Aujourd’hui il est à San Vittorio, ils m’ont tous dit qu’ils le relâcheraient vite (1), espérons, je ne pense plus à rien d’autre. Quand ils l’ont arrêté, je suis allée au commissariat et l’adjudant Giovannoni criait: Dehors! Dehors! Et il est parti. J’ai entendu qu’il criait sur mon mari, mais je ne pouvais rien faire. Rien. J’étais ahurie, et dans l’après-midi j’y suis retournée pour demander « où est mon mari? » Nous l’avons emmené. Où? A Milan. Pourquoi? Mon mari n’est pas un criminel. C’est les ordres. Où est l’adjudant? Il n’est pas là. Où est le brigadier? Ils sont là. Il a donné son médicament à mon mari? Oui madame. Il a mangé? Non. Je suis contente. Je suis partie. La grille était fermée. Ouvrez la porte, crétins.

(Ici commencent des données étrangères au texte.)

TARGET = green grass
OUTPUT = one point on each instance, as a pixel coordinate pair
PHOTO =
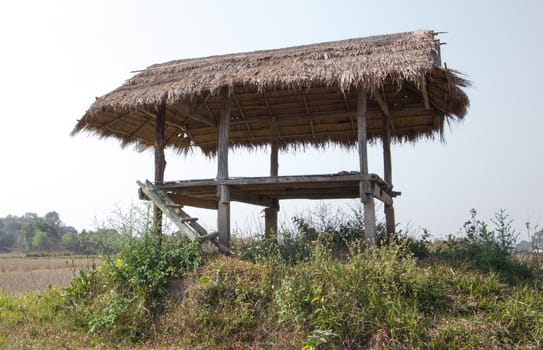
(377, 299)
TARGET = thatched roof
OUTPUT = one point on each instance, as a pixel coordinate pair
(308, 92)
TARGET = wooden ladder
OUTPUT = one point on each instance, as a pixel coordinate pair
(186, 224)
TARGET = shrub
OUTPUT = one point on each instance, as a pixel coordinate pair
(124, 294)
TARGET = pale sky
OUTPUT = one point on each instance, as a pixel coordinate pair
(57, 56)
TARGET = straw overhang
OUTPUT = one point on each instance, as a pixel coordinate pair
(307, 93)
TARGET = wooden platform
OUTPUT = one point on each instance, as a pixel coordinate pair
(265, 191)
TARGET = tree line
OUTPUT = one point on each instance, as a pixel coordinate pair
(47, 234)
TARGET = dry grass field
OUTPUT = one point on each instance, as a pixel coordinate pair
(20, 274)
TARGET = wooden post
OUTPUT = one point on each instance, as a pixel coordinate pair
(390, 223)
(365, 186)
(223, 214)
(160, 162)
(270, 214)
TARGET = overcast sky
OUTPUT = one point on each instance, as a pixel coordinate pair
(57, 56)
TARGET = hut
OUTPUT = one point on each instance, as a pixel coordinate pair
(391, 88)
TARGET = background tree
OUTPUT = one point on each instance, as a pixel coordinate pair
(41, 241)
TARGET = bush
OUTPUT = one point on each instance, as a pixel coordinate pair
(125, 293)
(485, 250)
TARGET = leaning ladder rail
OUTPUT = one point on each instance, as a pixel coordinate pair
(186, 224)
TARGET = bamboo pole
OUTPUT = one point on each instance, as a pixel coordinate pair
(365, 186)
(223, 213)
(387, 162)
(270, 214)
(160, 162)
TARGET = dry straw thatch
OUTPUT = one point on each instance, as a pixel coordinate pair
(303, 95)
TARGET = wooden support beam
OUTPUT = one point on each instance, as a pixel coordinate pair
(270, 213)
(390, 222)
(120, 116)
(239, 195)
(223, 215)
(424, 91)
(384, 107)
(160, 160)
(366, 193)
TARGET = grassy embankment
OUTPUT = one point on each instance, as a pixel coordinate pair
(457, 294)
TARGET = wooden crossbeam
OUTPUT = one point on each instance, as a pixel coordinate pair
(184, 109)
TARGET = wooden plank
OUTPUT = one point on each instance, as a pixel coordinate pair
(365, 186)
(240, 195)
(175, 215)
(194, 201)
(259, 180)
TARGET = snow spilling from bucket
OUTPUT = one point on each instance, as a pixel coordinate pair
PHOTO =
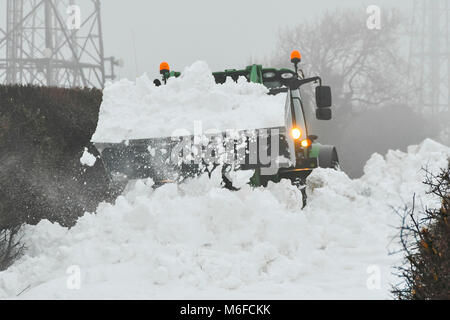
(197, 240)
(139, 110)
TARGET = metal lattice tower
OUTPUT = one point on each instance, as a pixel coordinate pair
(429, 59)
(39, 46)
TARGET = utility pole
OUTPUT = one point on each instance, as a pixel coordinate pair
(54, 43)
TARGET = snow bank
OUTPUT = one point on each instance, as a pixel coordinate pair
(197, 240)
(87, 159)
(134, 110)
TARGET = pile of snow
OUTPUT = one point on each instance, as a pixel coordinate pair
(197, 240)
(138, 110)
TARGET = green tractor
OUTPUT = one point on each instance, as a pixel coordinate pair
(285, 152)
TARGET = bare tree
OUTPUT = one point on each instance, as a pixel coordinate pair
(363, 66)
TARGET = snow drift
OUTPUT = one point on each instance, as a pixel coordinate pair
(139, 110)
(197, 240)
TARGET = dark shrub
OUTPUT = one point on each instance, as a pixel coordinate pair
(426, 243)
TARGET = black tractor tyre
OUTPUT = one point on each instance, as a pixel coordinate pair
(328, 157)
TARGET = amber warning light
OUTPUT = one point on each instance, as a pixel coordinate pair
(164, 67)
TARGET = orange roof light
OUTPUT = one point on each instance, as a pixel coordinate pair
(296, 133)
(164, 67)
(296, 57)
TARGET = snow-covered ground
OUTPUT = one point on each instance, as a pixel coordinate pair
(137, 110)
(197, 240)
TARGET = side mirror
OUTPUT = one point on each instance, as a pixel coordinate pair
(323, 97)
(323, 114)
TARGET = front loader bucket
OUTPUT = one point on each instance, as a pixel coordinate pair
(177, 158)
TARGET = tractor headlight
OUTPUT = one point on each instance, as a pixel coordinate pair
(269, 75)
(296, 133)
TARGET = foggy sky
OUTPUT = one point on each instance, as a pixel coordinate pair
(226, 34)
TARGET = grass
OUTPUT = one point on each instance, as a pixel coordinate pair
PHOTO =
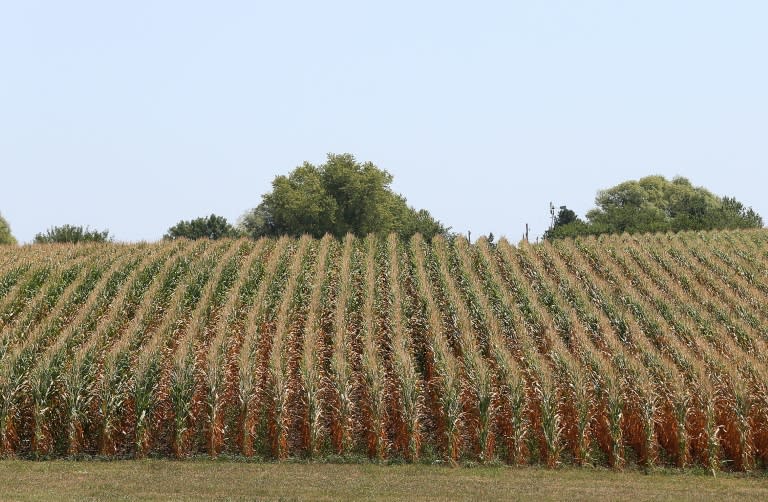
(227, 480)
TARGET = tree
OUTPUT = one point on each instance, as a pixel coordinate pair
(213, 227)
(655, 204)
(339, 197)
(72, 234)
(5, 232)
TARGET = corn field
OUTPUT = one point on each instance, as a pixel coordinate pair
(619, 350)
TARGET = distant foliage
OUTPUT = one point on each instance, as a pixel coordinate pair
(5, 232)
(72, 234)
(655, 204)
(213, 227)
(339, 197)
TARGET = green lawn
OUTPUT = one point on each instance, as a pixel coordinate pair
(227, 480)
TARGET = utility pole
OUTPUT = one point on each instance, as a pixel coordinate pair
(552, 213)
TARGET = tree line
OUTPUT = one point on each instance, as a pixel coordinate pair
(344, 196)
(655, 204)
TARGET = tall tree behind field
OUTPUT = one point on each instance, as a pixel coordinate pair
(72, 234)
(339, 197)
(212, 227)
(5, 232)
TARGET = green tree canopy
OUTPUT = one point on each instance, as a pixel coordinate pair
(71, 234)
(213, 227)
(5, 232)
(655, 204)
(339, 197)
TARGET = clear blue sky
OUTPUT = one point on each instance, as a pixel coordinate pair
(134, 115)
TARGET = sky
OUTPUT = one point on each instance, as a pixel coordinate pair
(132, 116)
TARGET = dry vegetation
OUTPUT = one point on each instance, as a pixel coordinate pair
(619, 350)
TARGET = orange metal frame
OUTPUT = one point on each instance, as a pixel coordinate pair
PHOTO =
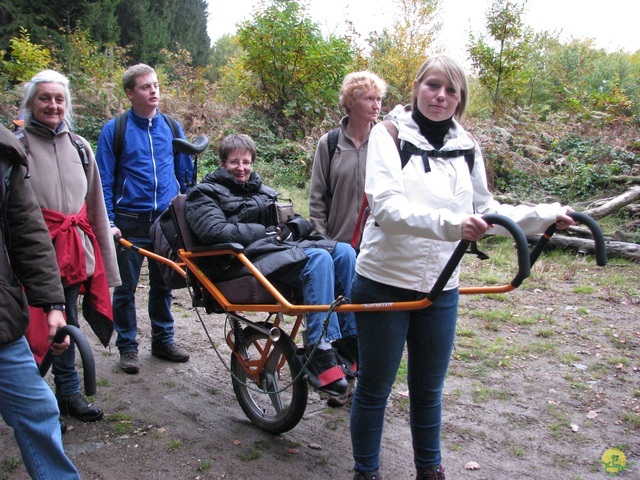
(282, 305)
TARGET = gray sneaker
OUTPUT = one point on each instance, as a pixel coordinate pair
(170, 352)
(129, 361)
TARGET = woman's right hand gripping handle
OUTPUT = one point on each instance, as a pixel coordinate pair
(524, 266)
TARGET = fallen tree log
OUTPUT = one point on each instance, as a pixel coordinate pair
(630, 251)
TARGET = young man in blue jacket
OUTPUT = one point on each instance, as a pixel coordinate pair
(140, 176)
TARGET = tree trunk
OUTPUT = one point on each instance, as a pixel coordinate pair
(581, 245)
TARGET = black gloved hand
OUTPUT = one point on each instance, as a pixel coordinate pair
(284, 233)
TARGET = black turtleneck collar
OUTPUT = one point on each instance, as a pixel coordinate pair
(434, 132)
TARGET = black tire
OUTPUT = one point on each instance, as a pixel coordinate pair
(276, 412)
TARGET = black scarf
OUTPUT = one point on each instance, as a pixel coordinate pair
(434, 132)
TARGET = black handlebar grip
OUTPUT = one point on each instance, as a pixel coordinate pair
(88, 364)
(598, 237)
(524, 267)
(522, 247)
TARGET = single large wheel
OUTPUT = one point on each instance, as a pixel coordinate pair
(263, 396)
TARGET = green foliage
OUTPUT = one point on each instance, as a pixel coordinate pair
(223, 50)
(85, 56)
(289, 70)
(397, 53)
(499, 58)
(25, 59)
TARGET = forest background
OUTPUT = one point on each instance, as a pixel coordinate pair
(557, 120)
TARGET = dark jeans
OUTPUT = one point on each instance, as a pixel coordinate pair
(124, 302)
(429, 334)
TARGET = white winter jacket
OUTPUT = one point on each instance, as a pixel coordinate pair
(416, 216)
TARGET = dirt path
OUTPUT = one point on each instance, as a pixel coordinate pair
(542, 383)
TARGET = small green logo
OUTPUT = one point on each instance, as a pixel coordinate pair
(614, 462)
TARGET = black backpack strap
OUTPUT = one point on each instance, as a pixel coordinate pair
(79, 144)
(118, 135)
(332, 142)
(332, 145)
(173, 124)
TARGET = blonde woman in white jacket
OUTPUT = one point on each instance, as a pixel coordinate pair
(419, 212)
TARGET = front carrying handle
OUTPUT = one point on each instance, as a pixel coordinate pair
(88, 363)
(524, 264)
(590, 223)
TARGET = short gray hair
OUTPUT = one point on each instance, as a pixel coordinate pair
(47, 76)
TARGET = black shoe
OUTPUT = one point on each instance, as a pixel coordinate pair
(78, 407)
(342, 400)
(170, 352)
(347, 355)
(129, 361)
(367, 476)
(324, 372)
(431, 473)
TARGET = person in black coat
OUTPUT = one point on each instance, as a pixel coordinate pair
(231, 205)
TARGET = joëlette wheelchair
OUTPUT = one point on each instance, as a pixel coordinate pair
(268, 377)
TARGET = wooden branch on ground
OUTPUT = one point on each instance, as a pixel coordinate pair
(630, 251)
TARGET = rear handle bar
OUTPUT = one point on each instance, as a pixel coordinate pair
(590, 223)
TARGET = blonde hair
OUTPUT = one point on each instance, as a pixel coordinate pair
(356, 83)
(454, 72)
(132, 73)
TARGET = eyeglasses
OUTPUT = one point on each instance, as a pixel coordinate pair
(236, 163)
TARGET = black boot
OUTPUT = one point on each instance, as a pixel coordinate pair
(431, 473)
(367, 476)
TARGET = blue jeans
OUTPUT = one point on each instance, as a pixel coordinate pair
(124, 301)
(28, 406)
(63, 367)
(429, 334)
(324, 277)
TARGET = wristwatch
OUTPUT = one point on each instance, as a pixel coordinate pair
(54, 306)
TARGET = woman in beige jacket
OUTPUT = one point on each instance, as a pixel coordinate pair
(67, 184)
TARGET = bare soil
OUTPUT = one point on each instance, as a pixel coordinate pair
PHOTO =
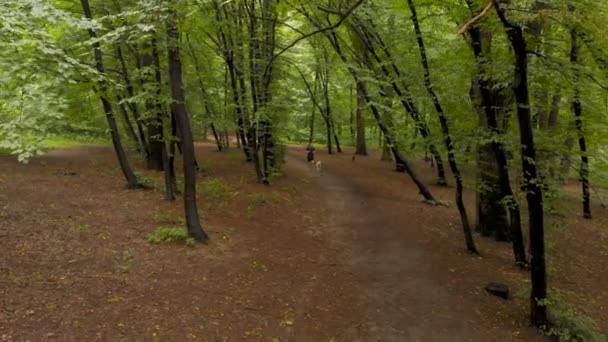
(346, 254)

Et puis vers le soir, Marinoni (2) est venu ici voir pour mon mari, je l’aurais frappé, j’ai donné deux coups de points sur des caisses. Maintenant il vient faire le témoin de mon mari. « Je le ferais », il fait, et il s’en est allé. Si j’avais suivi mon instinct, je lui aurais sauté dessus.

(1) Il a été condamné à 6 mois d’emprisonnement fermes pour blocage de rue et résistance aux forces de l’orde.
(2) Ponte local du parti communiste.